In older releases one could just add a second entry to extlinux.conf and pick this during boot via a serial console cable. You’re probably still using R28.1, in which case this should be possible. However, automatic failover would involve changing U-Boot environment variables.
If you boot to the U-Boot console you have access to environment variables. If you type “help” you can get a list of commands, one of which should be “printenv” (and it would be useful to turn on serial console logging prior to this to have it in a file for reference).
Note in particular that the command to continue booting is literally “boot”. The “help” tells you this runs macro “bootcmd”. This in turn expands and runs more macros, e.g., “distro_bootcmd” (see “printenv bootcmd” and then “printenv distro_bootcmd”). The previous “printenv” would have printed these out.

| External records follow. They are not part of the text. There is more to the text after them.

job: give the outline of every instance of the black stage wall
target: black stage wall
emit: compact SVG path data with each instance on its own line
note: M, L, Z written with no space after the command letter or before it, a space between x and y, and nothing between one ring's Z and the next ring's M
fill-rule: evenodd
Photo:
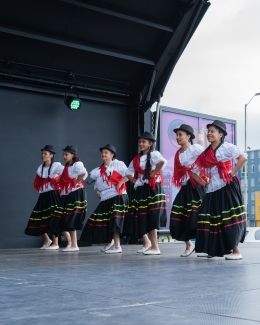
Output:
M89 172L101 165L99 147L112 143L117 158L128 164L127 107L83 100L72 112L62 96L0 88L0 112L0 248L37 247L41 238L23 232L38 197L33 181L40 149L53 145L55 161L63 163L62 148L74 144ZM93 184L86 190L88 217L98 199Z

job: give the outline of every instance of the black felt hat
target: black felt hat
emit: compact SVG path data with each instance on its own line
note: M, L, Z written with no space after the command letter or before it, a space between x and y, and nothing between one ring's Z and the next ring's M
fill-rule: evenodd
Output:
M226 127L226 124L220 120L215 120L213 123L211 124L207 124L207 129L210 127L210 126L216 126L217 128L219 128L223 133L224 135L226 136L227 135L227 127Z
M150 140L152 142L155 142L155 137L153 136L152 133L149 133L147 131L145 131L143 134L139 135L138 139L147 139L147 140Z
M103 149L107 149L109 151L111 151L113 154L114 154L114 158L116 158L116 148L112 145L112 144L106 144L105 147L101 147L99 148L100 152L103 150Z
M195 139L194 130L190 125L182 124L179 128L174 129L173 132L177 133L179 130L185 131L190 134L191 139Z
M70 152L70 153L73 153L74 155L77 154L78 152L78 148L73 146L73 145L69 145L67 146L65 149L62 149L63 151L66 151L66 152Z
M49 145L49 144L47 144L43 149L41 149L41 151L43 151L43 150L44 151L49 151L49 152L55 154L54 147Z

Eventually you will see boot targets as a macro where upon finding a bootable partition that partition is used for configuration (the extlinux.conf there is used). That extlinux.conf could point at anything, so this isn’t the rootfs necessarily (although often the extlinux.conf partition is the same one used as the rootfs this isn’t a rule). And herein lies the trouble…knowing if a partition is bootable is only by means of whether the ext4 can be read, and if the extlinux.conf exists in one of the optional locations, e.g., in “/boot/extlinux/extlinux.conf”. For an automatic failover to occur without a serial console assist extlinux.conf must be missing.

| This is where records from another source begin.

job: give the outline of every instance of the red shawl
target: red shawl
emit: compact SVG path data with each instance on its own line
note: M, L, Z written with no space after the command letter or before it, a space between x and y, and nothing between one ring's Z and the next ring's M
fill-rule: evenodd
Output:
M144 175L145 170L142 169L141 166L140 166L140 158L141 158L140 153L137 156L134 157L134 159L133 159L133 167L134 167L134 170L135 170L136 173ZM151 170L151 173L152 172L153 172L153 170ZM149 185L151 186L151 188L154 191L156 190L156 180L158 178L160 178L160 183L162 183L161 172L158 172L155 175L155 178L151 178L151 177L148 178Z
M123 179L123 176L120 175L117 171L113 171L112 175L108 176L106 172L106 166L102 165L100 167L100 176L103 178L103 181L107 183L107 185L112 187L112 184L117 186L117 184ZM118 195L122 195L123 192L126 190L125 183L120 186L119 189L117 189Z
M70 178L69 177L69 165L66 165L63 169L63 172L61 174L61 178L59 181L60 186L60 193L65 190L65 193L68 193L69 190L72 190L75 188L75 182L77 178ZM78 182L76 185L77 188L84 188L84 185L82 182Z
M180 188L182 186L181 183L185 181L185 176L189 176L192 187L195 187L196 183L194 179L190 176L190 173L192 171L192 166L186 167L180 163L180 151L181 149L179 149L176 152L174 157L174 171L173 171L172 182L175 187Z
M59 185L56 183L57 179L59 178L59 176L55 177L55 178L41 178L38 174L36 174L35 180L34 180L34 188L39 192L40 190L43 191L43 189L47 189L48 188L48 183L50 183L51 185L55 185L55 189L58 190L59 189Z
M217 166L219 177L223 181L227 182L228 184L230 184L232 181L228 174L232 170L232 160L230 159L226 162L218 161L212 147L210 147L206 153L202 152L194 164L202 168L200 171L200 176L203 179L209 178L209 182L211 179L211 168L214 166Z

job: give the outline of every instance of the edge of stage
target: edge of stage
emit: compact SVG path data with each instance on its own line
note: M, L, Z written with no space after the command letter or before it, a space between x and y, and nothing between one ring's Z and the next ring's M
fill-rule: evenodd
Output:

So a lot of what you want to do depends on how you define a failed partition (and how you modify U-Boot to use your idea instead of the simple existence of extlinux.conf). You could modify U-Boot to search for another custom file, and have that file created (an empty file created by “touch”) upon shutdown, and if shutdown was abnormal, then the file would not be created (and startup after finding the file would remove the file). Then the failover would boot instead (and the failover would always have this file and the file would never be removed under any circumstance). The failover, upon boot, could in fact write the temporary test file in the first root partition. It isn’t the best way to do it, but it would be something you could get working and then improve it by changing the test condition for whether or not to fail the first partition.
FYI, if you were to modify auto detect to require some second file, then I would make sure serial console is still allowed to skip testing for that file. Give U-Boot serial console the ability to ignore any special test condition and forcibly boot whichever entry the user at the console wants to pick.